Formerly there was the option of gaining access to the flight deck
– perhaps using the aircraft as a weapon, as on 9/11, perhaps to
carry out a hostage strategy – but those days are gone. The 9/11
hijackers have seen to it that the best and most effective ways for
terrorists to employ airliners are no longer open to them. Pilots will
never open flight deck doors again, no matter the threat to hostages in
the cabin; passengers will not permit themselves to be dominated; armed
sky marshals are back. If all these fail, following the bloodbath at
Ground Zero fighter pilots will not hesitate to shoot.

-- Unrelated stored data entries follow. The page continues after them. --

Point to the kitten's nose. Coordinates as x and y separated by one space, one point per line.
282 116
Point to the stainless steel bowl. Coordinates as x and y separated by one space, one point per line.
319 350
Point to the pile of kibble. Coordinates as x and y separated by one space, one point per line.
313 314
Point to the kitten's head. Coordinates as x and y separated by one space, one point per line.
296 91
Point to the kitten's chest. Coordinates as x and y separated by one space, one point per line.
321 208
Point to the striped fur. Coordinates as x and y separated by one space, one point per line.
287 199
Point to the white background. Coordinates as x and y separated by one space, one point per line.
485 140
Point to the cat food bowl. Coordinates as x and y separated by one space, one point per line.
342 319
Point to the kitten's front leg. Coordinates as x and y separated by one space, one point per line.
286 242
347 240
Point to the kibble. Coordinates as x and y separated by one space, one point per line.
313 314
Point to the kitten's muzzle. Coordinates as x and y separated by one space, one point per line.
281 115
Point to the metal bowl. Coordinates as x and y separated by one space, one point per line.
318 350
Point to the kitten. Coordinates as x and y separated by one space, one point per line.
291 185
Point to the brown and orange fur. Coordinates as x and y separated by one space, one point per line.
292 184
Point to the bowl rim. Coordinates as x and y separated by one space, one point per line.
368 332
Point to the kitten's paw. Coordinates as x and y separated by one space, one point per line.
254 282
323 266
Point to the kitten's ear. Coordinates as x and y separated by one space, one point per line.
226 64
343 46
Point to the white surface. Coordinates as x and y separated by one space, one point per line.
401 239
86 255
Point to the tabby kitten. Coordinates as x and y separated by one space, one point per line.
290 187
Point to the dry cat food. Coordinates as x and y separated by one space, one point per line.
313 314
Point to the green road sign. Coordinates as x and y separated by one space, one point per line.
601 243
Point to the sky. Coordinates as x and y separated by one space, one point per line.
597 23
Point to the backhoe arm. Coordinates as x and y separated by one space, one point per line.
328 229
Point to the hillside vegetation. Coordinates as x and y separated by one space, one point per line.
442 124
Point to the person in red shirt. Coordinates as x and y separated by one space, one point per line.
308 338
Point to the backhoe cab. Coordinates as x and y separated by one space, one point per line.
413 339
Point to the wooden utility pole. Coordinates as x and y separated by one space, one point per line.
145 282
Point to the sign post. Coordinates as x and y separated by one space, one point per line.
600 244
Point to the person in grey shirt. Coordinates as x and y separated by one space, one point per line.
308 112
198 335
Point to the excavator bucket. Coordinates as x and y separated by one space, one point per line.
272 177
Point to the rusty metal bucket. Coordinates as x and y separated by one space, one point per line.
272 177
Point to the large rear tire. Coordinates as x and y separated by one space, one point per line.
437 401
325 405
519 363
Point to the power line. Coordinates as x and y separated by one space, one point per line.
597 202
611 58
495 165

So the damage must nowadays be done by other means than crashing,
most practically by detonating a charge of high explosives on the plane
while in flight. This doesn’t need to be too big, especially if
the jet is at cruising height so that the explosive effects will be
enhanced by depressurisation. This is why airliners are a favourite
target: because a fairly small amount of explosive can potentially kill
a large number of people in one go, which is not the case under most
circumstances.

It is an unfortunate and pretty much unavoidable fact that the
necessary amount of explosives can easily be carried through any
current or likely-future airport security regime, short of universal
strip + cavity searches and a total ban on carry-on luggage.

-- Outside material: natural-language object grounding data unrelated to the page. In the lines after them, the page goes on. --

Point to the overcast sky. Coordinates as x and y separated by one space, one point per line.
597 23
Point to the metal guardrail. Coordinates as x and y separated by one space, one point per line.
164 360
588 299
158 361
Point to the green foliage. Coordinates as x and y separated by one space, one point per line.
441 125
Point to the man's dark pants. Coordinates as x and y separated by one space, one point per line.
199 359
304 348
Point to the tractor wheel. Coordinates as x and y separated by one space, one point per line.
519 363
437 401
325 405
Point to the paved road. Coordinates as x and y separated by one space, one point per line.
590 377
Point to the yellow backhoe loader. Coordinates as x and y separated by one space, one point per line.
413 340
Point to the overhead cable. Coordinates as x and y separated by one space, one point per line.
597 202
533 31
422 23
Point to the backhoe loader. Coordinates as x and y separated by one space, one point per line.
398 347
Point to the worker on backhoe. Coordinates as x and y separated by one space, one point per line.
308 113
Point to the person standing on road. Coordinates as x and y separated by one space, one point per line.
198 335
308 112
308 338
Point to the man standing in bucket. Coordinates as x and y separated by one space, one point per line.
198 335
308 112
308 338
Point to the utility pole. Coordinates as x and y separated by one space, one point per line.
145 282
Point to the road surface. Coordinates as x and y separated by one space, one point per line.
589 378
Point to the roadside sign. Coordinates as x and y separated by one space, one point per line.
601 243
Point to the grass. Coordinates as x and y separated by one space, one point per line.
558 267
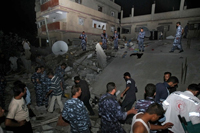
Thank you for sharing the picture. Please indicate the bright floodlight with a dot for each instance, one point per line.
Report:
(60, 48)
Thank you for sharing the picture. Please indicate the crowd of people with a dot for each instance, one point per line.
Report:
(157, 112)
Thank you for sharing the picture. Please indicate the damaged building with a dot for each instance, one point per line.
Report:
(165, 22)
(66, 19)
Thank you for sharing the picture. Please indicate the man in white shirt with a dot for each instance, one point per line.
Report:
(185, 104)
(13, 63)
(17, 118)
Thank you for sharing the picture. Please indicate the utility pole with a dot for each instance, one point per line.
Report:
(47, 31)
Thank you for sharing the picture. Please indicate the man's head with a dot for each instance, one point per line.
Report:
(150, 90)
(172, 81)
(77, 79)
(127, 76)
(178, 23)
(76, 91)
(38, 70)
(156, 111)
(50, 74)
(141, 29)
(167, 75)
(42, 68)
(194, 88)
(111, 88)
(63, 66)
(19, 90)
(1, 112)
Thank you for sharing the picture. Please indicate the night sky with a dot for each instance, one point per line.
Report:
(18, 16)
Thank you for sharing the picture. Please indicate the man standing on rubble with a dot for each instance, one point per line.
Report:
(130, 91)
(56, 90)
(140, 39)
(116, 40)
(85, 95)
(75, 113)
(177, 39)
(83, 38)
(104, 38)
(36, 80)
(60, 72)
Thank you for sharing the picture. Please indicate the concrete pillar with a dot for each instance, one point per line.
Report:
(182, 5)
(132, 11)
(122, 14)
(40, 41)
(153, 10)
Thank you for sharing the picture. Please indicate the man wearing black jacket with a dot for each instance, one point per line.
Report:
(85, 95)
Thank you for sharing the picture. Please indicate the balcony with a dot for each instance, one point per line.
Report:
(51, 26)
(49, 4)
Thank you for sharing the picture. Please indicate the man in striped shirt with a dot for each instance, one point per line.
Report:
(56, 90)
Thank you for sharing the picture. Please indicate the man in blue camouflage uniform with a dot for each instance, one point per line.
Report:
(104, 38)
(60, 72)
(143, 104)
(115, 40)
(2, 91)
(75, 113)
(140, 39)
(36, 80)
(47, 96)
(177, 39)
(83, 38)
(111, 112)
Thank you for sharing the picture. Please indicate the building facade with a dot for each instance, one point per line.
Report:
(66, 19)
(161, 22)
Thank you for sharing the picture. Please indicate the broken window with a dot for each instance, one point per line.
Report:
(112, 28)
(78, 1)
(126, 30)
(80, 21)
(112, 13)
(43, 1)
(100, 8)
(99, 25)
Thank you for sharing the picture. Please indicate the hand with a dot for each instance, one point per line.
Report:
(122, 95)
(21, 123)
(1, 112)
(167, 125)
(134, 111)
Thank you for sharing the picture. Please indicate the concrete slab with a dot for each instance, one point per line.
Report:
(151, 67)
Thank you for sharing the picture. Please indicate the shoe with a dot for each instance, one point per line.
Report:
(180, 51)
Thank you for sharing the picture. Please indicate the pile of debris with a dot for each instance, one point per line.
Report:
(87, 64)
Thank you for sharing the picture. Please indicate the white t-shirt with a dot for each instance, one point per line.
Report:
(181, 103)
(18, 110)
(26, 46)
(135, 119)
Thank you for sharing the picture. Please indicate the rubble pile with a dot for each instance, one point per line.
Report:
(86, 64)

Let’s consider, for instance, a future security check
involving backscatter X-ray-through-clothes perv scans – much
more effective than millimetre wave – and X-raying of carry-on
bags as is already normal. There are several ways to beat this.

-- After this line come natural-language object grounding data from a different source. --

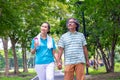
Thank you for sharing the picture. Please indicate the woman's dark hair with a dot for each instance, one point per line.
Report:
(75, 21)
(48, 27)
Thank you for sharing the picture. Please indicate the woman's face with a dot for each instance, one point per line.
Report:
(44, 28)
(71, 25)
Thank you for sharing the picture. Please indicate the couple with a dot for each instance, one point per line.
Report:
(73, 44)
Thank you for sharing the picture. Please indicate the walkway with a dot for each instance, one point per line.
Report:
(58, 75)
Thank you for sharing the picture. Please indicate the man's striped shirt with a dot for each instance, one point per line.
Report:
(73, 47)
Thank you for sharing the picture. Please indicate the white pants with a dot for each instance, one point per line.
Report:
(45, 71)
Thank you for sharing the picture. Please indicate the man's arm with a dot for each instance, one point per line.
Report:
(59, 62)
(86, 56)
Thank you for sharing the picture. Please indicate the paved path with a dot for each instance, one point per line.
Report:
(58, 76)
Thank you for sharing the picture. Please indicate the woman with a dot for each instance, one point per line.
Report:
(44, 47)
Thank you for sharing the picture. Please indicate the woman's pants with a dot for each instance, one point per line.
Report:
(45, 71)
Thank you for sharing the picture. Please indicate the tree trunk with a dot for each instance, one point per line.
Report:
(5, 45)
(25, 69)
(16, 71)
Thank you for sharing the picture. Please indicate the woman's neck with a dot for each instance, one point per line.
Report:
(44, 36)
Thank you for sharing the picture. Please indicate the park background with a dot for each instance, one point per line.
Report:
(20, 21)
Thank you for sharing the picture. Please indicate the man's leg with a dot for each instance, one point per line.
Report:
(69, 72)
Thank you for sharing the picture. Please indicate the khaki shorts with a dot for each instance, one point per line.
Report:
(77, 68)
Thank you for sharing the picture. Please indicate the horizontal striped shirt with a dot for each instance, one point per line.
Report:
(73, 47)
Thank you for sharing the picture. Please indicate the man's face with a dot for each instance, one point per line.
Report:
(72, 25)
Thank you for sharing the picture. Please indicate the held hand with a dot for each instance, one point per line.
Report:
(87, 64)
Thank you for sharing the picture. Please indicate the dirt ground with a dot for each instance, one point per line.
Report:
(105, 76)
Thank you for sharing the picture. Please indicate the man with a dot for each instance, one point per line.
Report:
(73, 44)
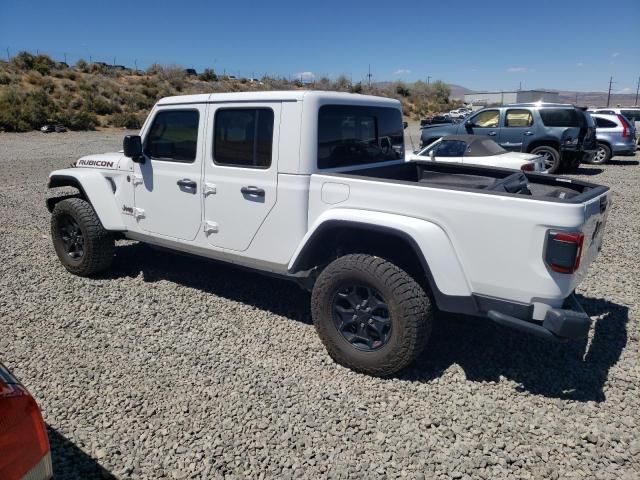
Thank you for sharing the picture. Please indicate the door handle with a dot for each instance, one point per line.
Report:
(186, 183)
(253, 191)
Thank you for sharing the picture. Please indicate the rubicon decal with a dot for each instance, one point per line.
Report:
(95, 163)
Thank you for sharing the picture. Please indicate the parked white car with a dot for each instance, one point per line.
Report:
(313, 187)
(476, 150)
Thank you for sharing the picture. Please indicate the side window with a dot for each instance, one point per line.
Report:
(562, 117)
(487, 119)
(243, 137)
(604, 123)
(451, 148)
(173, 136)
(356, 135)
(518, 118)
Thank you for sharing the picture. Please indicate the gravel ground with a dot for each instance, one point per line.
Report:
(170, 367)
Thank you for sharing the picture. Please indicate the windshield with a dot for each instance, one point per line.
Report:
(354, 135)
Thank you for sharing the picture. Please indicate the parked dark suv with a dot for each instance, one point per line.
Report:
(563, 134)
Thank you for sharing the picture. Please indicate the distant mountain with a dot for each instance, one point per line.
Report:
(586, 99)
(596, 99)
(457, 91)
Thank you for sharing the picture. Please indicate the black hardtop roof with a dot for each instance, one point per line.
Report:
(477, 145)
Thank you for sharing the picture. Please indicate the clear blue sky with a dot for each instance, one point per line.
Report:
(563, 44)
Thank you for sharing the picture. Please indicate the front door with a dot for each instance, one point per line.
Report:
(486, 122)
(518, 125)
(241, 171)
(168, 184)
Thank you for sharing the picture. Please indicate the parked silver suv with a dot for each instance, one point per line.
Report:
(615, 135)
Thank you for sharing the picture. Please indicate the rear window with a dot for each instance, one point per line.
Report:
(354, 135)
(561, 117)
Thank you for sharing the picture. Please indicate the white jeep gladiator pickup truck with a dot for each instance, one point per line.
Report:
(313, 186)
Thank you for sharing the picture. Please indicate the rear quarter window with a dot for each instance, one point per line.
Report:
(561, 117)
(357, 135)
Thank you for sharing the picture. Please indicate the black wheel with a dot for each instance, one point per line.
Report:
(82, 244)
(602, 155)
(551, 157)
(371, 315)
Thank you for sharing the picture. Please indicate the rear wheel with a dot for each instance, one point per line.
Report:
(551, 157)
(602, 155)
(82, 244)
(371, 315)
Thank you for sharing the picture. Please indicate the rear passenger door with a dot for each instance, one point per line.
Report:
(517, 130)
(241, 171)
(486, 122)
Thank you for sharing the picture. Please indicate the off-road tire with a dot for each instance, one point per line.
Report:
(98, 242)
(553, 155)
(603, 155)
(409, 310)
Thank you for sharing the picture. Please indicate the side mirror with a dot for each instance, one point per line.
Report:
(132, 146)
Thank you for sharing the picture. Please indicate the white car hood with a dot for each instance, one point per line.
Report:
(109, 161)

Firstly, detonators and firing devices can be disguised within
permitted electronic equipment such that they will pass through
X-raying without trouble. An AA battery casing full of
hexamethylenetriperoxidediamine (HMTD) – or some similar
sensitive primary – with a flashbulb filament in it is almost
impossible for an X-ray operator to pick out from among others, and can
be triggered by the flash circuits of any camera.

The difficult bit is the main charge, which needs to be a decent
weight and volume of acceptably stable high explosive. But it’s
not that difficult. Here are just a few ideas:

  • Several terrorists – only one of whom would need to go aboard
    the target flight – could carry permissible amounts of liquid
    explosives through security, combining them later in the air-side
    lavatories.
  • Readily available plastic explosives can be rolled out into flat,
    uniform sheets – they can actually be bought in this form, for
    instance under the name “Sheetex” – and cut to shape
    with ease. Such sheets can easily be inserted into luggage, where they
    won’t look noticeably different from normal cardboard or plastic
    structure, partitions etc under X-ray if they aren’t too thick.
    There are many other ploys along these lines; a sensible and
    well-resourced terror group could probably buy an X-ray machine and
    develop a bag containing a charge, detonator and firing circuit which
    looked entirely legit under scan.
  • Reasonable amounts of main charge can be carried stuffed into body
    cavities, undetectable by any body-scan. They would need to be removed
    before use in order to escape the pronounced dampening effect of the
    human body, and probably combined with other such payloads to get a
    bang sure to do the job, but again teamwork and lavatories will see to
    this.
  • There’s more scope still for the use of checked baggage. US and many other airports nowadays X-ray this,
    but there are airports which don’t. You can easily find out, as a
    terrorist organisation, routes on which a checked bag won’t be
    X-rayed by packing some unexposed film and making some flights. Once
    you have identified an airport that doesn’t X-ray checked bags,
    simply put a large time- or barometrically-triggered bomb into a
    suitcase and have your suicide operative check it before boarding.

The list goes on – and on. Any reasonably competent terrorist
organisation, with access to funds, capable technical experts and a
small number of operatives able to move about the world freely can blow
up airliners in flight. You wouldn’t even necessarily need
suicide volunteers to carry the bombs, if you were cunning: dupes might
be convinced that they were smuggling drugs, money or other contraband,
or IRA-style “proxy bombers” could be forced to do your
bidding by seizing and threatening their families.